Attaqué au chumbo, un client du Barfly s’est retourné contre son agresseur en lui assénant plusieurs coups de couteau. Un revirement qui ne coche pas les cases de la légitime défense… Les deux prévenus ont écopé de peines de prison avec sursis.
Ils avaient croisé le fer, ou plutôt le couteau et le coupe-coupe il y a trois ans à la sortie de Barfly. Ce mercredi, deux hommes étaient entendus au tribunal correctionnel de Mamoudzou, tous deux dans le rôle à la fois de victimes et de prévenus. L’un pour violence suivie d’incapacité n’excédant pas huit jours avec usage d’une arme et en état d’ivresse manifeste ; l’autre pour violence suivie de mutilation ou infirmité permanente. Car c’est là que la lame blesse : le premier y aura perdu une phalange…
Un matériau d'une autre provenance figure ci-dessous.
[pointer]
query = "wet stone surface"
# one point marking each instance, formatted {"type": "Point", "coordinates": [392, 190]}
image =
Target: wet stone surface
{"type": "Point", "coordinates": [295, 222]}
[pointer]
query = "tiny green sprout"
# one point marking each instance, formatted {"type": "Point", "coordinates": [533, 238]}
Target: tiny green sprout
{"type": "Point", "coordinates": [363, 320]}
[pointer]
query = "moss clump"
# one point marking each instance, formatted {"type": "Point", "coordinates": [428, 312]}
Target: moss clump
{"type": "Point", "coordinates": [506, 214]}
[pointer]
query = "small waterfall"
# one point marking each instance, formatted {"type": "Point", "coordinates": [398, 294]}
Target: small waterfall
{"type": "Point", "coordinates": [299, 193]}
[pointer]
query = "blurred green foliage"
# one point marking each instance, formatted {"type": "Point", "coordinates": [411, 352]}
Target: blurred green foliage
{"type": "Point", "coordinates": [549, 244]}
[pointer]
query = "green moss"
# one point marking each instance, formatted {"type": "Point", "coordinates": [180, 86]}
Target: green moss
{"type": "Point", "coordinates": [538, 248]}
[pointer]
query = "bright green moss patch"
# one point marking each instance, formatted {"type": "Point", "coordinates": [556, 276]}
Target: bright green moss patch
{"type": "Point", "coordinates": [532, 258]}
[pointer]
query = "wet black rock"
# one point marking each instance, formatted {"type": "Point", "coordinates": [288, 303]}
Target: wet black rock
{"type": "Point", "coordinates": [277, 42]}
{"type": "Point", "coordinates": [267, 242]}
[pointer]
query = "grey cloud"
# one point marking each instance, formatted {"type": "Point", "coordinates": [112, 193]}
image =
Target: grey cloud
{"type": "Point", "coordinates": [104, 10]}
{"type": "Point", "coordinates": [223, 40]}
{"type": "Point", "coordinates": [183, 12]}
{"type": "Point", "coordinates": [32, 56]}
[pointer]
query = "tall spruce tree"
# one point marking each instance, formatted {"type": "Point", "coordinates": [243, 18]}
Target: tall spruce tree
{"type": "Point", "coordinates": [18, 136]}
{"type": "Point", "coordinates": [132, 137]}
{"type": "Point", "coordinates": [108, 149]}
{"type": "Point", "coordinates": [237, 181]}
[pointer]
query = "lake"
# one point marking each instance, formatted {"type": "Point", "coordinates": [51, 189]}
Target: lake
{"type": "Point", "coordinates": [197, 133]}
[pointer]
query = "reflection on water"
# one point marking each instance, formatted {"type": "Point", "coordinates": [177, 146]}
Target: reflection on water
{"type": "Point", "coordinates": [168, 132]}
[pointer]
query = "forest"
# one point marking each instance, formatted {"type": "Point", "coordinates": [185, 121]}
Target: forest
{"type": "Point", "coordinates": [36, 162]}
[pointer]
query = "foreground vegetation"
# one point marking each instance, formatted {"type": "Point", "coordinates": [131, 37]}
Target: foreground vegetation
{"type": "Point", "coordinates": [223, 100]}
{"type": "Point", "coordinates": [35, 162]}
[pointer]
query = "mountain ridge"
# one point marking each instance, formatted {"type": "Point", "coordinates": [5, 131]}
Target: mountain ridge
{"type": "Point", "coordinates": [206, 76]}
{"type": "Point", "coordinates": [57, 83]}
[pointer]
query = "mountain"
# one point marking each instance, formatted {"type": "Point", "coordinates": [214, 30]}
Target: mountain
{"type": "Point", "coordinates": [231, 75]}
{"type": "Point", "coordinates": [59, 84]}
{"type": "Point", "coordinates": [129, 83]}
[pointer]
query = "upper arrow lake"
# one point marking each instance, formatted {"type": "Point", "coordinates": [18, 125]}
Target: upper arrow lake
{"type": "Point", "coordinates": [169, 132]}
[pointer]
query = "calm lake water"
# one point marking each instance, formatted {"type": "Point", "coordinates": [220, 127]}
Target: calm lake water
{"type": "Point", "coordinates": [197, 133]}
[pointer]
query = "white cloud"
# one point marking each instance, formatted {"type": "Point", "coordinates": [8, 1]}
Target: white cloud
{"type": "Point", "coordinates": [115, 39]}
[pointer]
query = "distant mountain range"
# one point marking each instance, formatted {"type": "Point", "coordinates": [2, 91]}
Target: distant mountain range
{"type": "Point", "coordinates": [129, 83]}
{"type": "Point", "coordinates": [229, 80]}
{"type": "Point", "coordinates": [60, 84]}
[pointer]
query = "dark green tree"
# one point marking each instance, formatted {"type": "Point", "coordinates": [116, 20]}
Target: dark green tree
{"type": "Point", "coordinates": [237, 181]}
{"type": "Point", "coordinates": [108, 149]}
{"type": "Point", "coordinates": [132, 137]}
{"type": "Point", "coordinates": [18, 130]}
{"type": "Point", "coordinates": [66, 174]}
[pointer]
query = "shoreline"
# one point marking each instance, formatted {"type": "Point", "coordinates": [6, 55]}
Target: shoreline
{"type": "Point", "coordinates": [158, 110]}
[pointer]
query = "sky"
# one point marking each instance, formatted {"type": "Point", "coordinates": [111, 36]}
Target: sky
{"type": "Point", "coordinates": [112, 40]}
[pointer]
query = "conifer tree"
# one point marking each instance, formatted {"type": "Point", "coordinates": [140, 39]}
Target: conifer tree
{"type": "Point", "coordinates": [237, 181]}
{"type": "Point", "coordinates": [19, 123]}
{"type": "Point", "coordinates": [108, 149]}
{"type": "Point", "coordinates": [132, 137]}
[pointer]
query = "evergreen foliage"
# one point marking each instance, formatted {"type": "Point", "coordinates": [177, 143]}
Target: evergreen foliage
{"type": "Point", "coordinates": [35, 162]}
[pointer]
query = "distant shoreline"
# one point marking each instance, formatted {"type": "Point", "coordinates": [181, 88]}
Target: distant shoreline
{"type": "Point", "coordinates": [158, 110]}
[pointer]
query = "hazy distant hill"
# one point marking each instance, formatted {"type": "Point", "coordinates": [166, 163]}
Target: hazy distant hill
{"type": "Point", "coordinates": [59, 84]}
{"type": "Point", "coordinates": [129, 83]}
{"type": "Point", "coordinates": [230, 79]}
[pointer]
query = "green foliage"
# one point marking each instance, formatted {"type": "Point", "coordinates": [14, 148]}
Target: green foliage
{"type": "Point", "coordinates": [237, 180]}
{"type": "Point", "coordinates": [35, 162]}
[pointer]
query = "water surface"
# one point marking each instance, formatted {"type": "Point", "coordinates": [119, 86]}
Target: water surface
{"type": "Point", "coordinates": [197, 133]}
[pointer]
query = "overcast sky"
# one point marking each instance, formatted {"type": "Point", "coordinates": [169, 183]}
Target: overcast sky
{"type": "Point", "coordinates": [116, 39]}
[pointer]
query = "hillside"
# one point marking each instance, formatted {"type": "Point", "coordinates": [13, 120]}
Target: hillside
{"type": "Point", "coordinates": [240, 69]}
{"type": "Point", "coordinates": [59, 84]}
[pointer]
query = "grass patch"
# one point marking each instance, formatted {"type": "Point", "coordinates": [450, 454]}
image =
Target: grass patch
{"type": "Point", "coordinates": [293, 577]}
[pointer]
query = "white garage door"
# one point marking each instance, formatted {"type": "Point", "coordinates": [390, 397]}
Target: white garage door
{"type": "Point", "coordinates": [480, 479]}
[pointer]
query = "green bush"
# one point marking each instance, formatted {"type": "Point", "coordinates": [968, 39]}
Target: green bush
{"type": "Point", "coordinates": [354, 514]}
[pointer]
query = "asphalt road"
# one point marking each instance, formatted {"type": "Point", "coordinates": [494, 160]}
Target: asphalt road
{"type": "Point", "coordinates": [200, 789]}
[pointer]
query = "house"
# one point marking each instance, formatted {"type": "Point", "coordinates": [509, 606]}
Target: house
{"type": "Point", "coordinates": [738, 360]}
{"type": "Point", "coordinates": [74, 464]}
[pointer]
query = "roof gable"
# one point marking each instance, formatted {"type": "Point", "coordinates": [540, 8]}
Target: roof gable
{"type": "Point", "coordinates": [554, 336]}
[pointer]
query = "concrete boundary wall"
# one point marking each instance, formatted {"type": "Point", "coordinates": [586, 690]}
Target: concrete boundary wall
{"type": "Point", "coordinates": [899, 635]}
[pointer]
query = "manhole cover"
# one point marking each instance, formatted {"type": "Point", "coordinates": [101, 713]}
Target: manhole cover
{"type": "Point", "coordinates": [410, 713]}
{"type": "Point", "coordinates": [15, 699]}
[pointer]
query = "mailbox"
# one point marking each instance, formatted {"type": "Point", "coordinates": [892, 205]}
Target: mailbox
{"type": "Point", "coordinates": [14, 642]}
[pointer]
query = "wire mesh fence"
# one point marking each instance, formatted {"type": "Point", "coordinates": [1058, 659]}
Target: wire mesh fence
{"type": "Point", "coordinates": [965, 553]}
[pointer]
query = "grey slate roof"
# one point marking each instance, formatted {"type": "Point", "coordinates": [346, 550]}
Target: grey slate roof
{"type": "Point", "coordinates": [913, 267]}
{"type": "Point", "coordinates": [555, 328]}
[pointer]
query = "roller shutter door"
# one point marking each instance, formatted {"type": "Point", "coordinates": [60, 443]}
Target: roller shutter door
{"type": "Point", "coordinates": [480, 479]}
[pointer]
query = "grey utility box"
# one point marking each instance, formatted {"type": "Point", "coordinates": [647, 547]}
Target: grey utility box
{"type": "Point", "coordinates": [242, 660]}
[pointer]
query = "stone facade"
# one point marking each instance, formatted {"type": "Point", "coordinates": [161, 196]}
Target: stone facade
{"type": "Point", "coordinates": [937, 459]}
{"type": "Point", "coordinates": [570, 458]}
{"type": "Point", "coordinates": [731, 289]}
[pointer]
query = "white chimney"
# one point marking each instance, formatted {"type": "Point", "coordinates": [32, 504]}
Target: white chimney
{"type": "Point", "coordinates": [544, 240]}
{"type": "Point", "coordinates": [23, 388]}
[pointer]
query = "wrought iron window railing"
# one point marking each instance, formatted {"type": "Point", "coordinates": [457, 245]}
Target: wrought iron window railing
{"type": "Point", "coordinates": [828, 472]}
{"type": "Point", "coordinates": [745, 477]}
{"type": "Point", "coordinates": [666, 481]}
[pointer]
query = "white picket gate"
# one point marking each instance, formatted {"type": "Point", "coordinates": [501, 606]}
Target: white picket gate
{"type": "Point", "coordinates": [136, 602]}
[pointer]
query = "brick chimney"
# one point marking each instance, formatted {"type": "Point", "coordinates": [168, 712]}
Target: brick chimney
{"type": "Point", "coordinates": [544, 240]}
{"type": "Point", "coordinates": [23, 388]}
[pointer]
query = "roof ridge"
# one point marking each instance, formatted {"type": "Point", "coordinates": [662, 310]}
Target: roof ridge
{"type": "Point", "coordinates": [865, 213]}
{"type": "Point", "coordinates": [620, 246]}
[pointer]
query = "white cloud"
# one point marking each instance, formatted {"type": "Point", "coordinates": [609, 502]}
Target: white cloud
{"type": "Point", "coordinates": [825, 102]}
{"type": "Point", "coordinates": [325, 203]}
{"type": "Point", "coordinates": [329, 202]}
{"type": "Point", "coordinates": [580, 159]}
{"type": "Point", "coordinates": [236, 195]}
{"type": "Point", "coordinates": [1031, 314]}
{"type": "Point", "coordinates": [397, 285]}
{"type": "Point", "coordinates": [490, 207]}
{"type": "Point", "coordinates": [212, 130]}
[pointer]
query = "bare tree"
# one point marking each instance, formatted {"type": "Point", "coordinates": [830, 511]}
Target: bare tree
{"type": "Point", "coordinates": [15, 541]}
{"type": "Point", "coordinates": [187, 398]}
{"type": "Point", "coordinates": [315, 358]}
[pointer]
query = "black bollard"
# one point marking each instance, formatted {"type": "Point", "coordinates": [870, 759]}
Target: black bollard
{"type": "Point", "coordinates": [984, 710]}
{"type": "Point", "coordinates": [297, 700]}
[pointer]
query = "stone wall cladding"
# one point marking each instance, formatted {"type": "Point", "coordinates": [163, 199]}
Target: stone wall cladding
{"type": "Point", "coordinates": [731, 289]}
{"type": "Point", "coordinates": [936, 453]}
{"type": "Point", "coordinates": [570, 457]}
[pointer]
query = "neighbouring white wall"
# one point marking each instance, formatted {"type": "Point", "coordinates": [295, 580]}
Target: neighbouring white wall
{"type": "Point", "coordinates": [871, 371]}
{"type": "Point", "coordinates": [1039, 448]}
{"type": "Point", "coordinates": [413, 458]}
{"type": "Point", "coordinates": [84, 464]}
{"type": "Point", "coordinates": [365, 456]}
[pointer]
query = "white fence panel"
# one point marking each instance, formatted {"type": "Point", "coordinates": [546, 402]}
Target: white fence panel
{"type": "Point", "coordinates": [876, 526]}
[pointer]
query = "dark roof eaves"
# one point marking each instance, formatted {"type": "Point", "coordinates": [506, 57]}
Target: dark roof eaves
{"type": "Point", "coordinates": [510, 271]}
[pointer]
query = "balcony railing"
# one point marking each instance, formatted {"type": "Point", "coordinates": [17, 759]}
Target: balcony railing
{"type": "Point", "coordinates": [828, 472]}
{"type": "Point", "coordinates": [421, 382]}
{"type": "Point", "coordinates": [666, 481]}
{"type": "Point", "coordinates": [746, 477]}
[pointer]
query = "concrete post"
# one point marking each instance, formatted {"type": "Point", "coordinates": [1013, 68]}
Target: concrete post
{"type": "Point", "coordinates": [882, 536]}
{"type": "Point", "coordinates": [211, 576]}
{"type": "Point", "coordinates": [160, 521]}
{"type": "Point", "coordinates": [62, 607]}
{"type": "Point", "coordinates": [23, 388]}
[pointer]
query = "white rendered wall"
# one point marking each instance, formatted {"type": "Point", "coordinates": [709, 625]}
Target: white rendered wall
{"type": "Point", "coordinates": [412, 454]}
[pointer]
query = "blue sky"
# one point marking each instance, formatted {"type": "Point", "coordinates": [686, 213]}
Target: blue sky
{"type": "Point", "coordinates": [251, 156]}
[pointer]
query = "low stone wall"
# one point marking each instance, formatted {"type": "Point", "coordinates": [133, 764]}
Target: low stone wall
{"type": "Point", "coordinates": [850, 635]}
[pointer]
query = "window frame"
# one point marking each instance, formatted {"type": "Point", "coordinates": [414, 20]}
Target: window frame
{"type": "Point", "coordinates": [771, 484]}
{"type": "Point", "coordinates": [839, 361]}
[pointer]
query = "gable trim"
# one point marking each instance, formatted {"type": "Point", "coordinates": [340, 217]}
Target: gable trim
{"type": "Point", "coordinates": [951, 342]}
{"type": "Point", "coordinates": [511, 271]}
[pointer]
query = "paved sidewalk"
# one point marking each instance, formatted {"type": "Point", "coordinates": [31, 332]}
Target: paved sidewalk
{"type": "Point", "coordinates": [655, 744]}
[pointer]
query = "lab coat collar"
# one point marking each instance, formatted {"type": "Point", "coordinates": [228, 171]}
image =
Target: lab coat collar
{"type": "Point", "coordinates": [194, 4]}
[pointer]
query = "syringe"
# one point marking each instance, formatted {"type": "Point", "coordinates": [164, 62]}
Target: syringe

Le drame remonte au 15 avril 2018. Cette nuit-là, Monsieur I. profite d’une soirée dansante avec sa femme et l’une de ses amies, au Barfly donc. L’alcool coule à flots, jusqu’à ce que les dames décident de rentrer. Monsieur I. les suit à quelques minutes d’intervalle, mais quand il arrive sur le parking, le mari trouve un homme en train de tenter de forcer sa voiture. Alors qu’il s’interpose, un troisième individu surgit de nulle part, armé d’une machette. “Tu fais le beau parce que tu es avec deux femmes”, lui aurait lancé Monsieur M., le deuxième prévenu du jour, avant de lui asséner un premier coup de chumbo au visage. À un doigt près ! “Si je n’avais pas mis ma main, je ne serais pas devant vous aujourd’hui”, retrace Monsieur I., la voix tremblante face aux juges. Une version corroborée par les témoignages de sa femme et son amie. Il finira avec 21 jours d’incapacité temporaire de travail.
Cinq plaies en retour
Mais l’histoire ne s’arrête pas là. Aveuglé par la rage et le sang, l’homme désormais amputé se met à poursuivre son agresseur. À terre, Monsieur M. prend plusieurs coups de couteau : il finira avec 5 plaies, dont l’une assez profonde au thorax qui nécessitera des points de suture et une ITT de 8 jours. Seule l’intervention d’un tiers, un ami présent à la soirée, parviendra à arrêter l’homme au couteau, en jetant son arme à la mer. Une lame dont on ne parvient pas trop à déterminer la provenance, tant les explications du prévenu restent vagues à la barre. Lui prétend l’avoir ramassé après avoir reçu le coup de machette, alors que l’une des témoins a expliqué en audition qu’il l’avait “dès le départ”. Mais à part ce léger flou, Monsieur I. ne nie pas les faits : “je me suis senti en danger, j’essayais de me défendre (…), ce n’était pas mon intention de le blesser, j’avais peur”, répète-t-il inlassablement trois ans après les faits.
Coupe-coupe contre couteau
Du côté de la partie adverse, le discours n’est pas le même. “D’après ce que j’ai entendu, il s’est coupé le doigt tout seul”, fait valoir le plus rondelet des deux hommes, quand vient son tour d’expliquer le déroulé des événements. “Je vois trois personnes, et l’un avec un couteau, je lui dis : ‘‘on a tous un couteau, lâche ton couteau’’ et donc je suis allé cherché un coupe-coupe.” “C’est votre manière de résoudre les conflits ?”, tance la présidente. Mais ni cette pique ni les suivantes n’inciteront le bonhomme à reconnaître une responsabilité dans la mutilation de son coprévenu. Une position qui ne lui attirera pas les faveurs du tribunal : l’homme écope de trois ans de prison dont deux avec sursis probatoire de deux ans – l’année de prison ferme pouvant être aménagée. Monsieur I. quant à lui s’en sortira avec 10 mois de prison avec sursis. Les deux s’étant constitués parties civiles, ils se doivent respectivement : 5.000 euros pour le préjudice moral et 10.000 euros pour le préjudice physique de Monsieur I. ; et 1.500 euros pour le préjudice moral et la même somme pour le préjudice physique de Monsieur M. Le parquet avait requis 12 mois de prison ferme pour le premier et quatre ans dont trois avec sursis probatoire pour le second. “Il a quand même perdu un doigt, c’est la sanction la plus grave”, a souligné la procureure. Coupé dans le vif.